Bisnis.com, JAKARTA -- Pengunjuk rasa anti pemerintah berkumpul di Bangkok untuk mempersiapkan long march dari sebuah universitas di kota itu ke istana pemerintah untuk meminta Pemilu digelar pada November tahun ini.
Pada Senin (21/5/2018), polisi Thailand menyatakan istana pemerintah dan daerah sekitarnya tidak boleh dilewati oleh aksi protes tersebut dan memperingatkan para pengunjuk rasa untuk tidak melanggar larangan junta militer untuk berkumpul di tempat umum.

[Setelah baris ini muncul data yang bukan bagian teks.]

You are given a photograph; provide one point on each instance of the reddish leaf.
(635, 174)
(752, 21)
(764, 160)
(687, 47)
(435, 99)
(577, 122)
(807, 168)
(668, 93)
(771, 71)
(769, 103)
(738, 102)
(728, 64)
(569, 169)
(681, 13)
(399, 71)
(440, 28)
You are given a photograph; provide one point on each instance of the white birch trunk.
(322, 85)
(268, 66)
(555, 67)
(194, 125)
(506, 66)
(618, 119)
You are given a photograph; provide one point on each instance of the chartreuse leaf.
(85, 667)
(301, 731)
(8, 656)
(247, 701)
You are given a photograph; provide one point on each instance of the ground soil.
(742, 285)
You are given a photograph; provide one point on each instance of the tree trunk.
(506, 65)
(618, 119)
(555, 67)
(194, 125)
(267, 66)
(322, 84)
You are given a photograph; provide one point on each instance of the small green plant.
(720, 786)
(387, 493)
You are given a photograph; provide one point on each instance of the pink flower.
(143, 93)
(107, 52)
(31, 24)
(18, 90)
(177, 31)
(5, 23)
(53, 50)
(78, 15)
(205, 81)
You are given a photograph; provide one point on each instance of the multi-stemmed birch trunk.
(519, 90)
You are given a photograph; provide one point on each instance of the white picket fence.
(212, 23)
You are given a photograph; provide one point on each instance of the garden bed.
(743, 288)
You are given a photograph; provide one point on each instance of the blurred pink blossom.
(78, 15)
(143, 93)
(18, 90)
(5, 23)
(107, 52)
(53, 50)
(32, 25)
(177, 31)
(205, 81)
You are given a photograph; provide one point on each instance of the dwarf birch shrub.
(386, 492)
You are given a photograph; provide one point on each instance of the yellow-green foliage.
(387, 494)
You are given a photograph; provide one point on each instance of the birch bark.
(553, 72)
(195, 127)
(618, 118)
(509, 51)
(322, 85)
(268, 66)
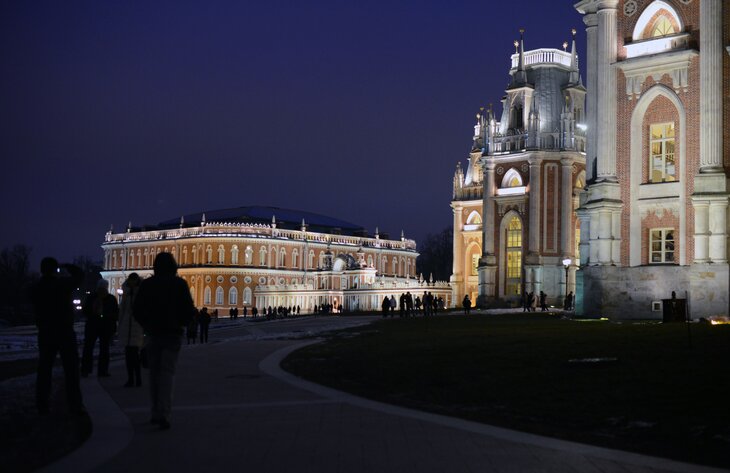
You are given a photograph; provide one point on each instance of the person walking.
(54, 317)
(191, 331)
(204, 321)
(467, 304)
(163, 307)
(543, 302)
(102, 312)
(131, 334)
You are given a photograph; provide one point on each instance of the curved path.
(236, 410)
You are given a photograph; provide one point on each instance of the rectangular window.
(662, 162)
(661, 245)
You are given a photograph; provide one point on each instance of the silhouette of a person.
(52, 304)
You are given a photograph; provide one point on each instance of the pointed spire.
(520, 75)
(574, 71)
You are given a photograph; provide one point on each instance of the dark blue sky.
(143, 111)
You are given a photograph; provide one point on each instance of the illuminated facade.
(243, 258)
(514, 208)
(654, 215)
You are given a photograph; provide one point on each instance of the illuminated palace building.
(264, 256)
(654, 216)
(514, 208)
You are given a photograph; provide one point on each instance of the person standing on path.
(467, 304)
(204, 320)
(131, 334)
(54, 317)
(102, 312)
(163, 307)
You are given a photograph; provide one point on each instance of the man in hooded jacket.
(164, 308)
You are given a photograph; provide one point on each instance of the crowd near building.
(514, 208)
(637, 177)
(270, 257)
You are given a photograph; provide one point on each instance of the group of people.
(199, 320)
(428, 304)
(150, 318)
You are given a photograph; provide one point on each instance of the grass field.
(650, 392)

Reuters melansir Selasa (22/5), polisi memasang pagar pengaman di beberapa ruas jalan dekat universitas tersebut dan melakukan pengecekan keamanan.
Salah satu koordinator aksi, Sirawith Seritiwat, mengatakan para peserta unjuk rasa berencana melakukan aksi dengan damai.
"Saya harap mereka membiarkan kami berjalan. Kami tidak berkeinginan untuk memperpanjang aktivitas hari ini. Saya rasa mereka akan mencoba menghentikan kami. Kami tidak akan menggunakan kekerasan," ujarnya.
Polisi menyebutkan lebih dari 100 peserta aksi sudah berkumpul pada pagi hari dan jumlahnya terus bertambah.
Junta militer Thailand telah beberapa kali mengundur rencana Pemilu sejak mengambil alih kekuasaan dari Yingluck Shinawatra pada 2014. Awalnya, Pemilu dijanjikan digelar pada 2015 tapi terus diundur dan terakhir ditetapkan diselenggarakan pada Februari 2019.
Namun, beberapa pihak khawatir jadwal teranyar itu bakal kembali dibatalkan.
Berbagai aksi unjuk rasa telah berlangsung di Negeri Siam sejak awal 2018. Beberapa di antaranya dipimpin oleh aktivis muda dan lainnya dihadiri oleh mantan aktivis Kaus Merah, pendukung mantan Perdana Menteri (PM) Thaksin Sinawatra--yang dilengserkan pada 2006 dan melarikan diri ke luar negeri.
Adapun Yingluck, adik Thaksin, dikudeta pada 2014 dan juga melarikan diri ke luar negeri sebelum sempat dibawa ke persidangan karena kasus korupsi.